The failure mode is not ignorance. Berry insists that what distinguishes our era is that destruction has become principled and rationalized. Past civilizations damaged the earth through weakness or depravity. We do it through ideology. This distinction matters because it means the crisis is not inevitable human nature but a specific set of ideas that can be identified and refused.

Good Examples

  1. The church building fund. Berry observes that organized Christianity, given a choice between the survival of creation and the survival of its institutional finances, has already chosen the finances. The phrase "full-time Christian service" applies only to professional ministry -- a farmer going bankrupt "must serve 'the economy' in his work or in his failure and serve God in his spare time." (Essay: God and Country)

  2. Virgil's practical instruction. "Before we plow an unfamiliar patch / It is well to be informed about the winds" -- not romantic sentiment but the irreducible first step of agriculture fitted to place. This tradition survived in agrarian common culture even after it vanished from literary culture, when Romantic poets reduced nature to "a reservoir of symbols." (Essay: A Practical Harmony)

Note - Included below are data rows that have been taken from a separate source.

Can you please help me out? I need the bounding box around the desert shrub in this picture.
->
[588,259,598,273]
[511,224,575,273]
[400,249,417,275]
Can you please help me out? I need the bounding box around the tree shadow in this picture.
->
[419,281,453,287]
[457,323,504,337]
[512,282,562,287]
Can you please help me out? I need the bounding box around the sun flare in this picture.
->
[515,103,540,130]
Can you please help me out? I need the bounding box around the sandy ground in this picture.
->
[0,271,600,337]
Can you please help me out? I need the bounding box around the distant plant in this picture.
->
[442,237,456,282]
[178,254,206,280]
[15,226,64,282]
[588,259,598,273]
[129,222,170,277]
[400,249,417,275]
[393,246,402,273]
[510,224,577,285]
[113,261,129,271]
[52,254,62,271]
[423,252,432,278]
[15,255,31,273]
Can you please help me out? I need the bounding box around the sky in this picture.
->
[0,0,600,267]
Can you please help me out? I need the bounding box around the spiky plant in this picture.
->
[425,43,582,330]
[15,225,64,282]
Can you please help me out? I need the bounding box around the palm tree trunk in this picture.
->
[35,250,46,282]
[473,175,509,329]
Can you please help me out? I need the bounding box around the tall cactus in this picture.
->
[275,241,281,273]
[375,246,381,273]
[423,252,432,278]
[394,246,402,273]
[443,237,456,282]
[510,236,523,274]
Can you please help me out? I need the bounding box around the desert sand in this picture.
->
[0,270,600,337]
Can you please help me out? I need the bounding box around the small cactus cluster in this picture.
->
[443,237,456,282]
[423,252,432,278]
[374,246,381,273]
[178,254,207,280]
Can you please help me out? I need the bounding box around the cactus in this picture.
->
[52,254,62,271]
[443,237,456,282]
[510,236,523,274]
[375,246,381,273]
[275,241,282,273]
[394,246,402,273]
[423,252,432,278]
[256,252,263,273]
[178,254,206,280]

  3. Albert Howard's observation. "Mother earth never attempts to farm without live stock; she always raises mixed crops; great pains are taken to preserve the soil and to prevent erosion; the mixed vegetable and animal wastes are converted into humus; there is no waste." Nature's economy is the model; industrial agriculture is the deviation. (Essay: A Practical Harmony)

Counterpoints

  1. The tension of usufruct in practice. Berry acknowledges that stewardship conditioned on non-destruction is a severe standard. All farming alters landscapes. The question is not whether humans change nature but whether they change it within limits that preserve its generative capacity -- a judgment requiring the kind of local, particular knowledge that industrial systems are designed to eliminate. (Essay: God and Country)

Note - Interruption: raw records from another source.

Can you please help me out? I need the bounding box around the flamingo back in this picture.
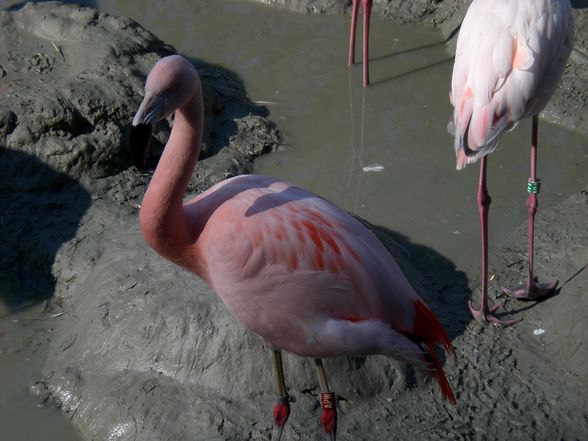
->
[450,0,573,170]
[179,175,449,362]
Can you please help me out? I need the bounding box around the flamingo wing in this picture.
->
[188,176,436,353]
[450,0,573,169]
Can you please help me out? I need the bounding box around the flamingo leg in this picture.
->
[271,350,290,441]
[347,0,359,66]
[502,115,559,300]
[314,358,337,441]
[363,0,372,87]
[468,156,520,326]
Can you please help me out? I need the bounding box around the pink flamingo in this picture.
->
[450,0,573,326]
[133,55,455,441]
[347,0,373,87]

  2. The rupture in the literary tradition. After Pope, the tradition of nature-as-instructor largely vanished from high culture. Berry traces this rupture to the Romantic period, when nature became an occasion for human feeling rather than a source of instruction. The practical tradition survived among farmers but lost its intellectual voice -- leaving modern ecological science without a cultural lineage it could have inherited. (Essay: A Practical Harmony)

  3. Principled destruction vs. fatalism. Berry's claim that our destruction is historically novel in its intentionality cuts against the common fatalism that "humans always destroy." But this also raises the stakes: if the destruction is principled, then mere good intentions are insufficient. What is needed is a counter-principle -- and that is what usufruct provides. (Essay: A Practical Harmony)

Key Quotes

"If it comes to a choice between the extermination of the fowls of the air and the lilies of the field and the extermination of a building fund, the organized church will elect -- indeed, has already elected -- to save the building fund." -- Wendell Berry, Essay: God and Country

"It is our present principled and elaborately rationalized rape and plunder of the natural world that is a new thing under the sun." -- Wendell Berry, Essay: A Practical Harmony

"Most of our difficulty with the earth lies in the effort to do what perhaps ought not to be done. . . . A good part of agriculture is to learn how to adapt one's work to nature." -- Liberty Hyde Bailey, quoted in Essay: A Practical Harmony

"Be watchful, and strengthen the things which remain, that are ready to die." -- Revelation, cited in Essay: God and Country

Rules of Thumb

  • Before acting on a place, ask what the place is already doing; fit your work to its pattern, not the reverse.
  • If the institution that claims moral authority is funded by the system it should critique, expect silence on the things that matter most.
  • Distinguish between use and consumption. Usufruct permits the first and forbids the second.
  • When destruction is rationalized rather than accidental, the remedy must also be principled -- not just well-meaning but structurally different.
  • The test of stewardship is not what you produce but what you leave behind for the next user.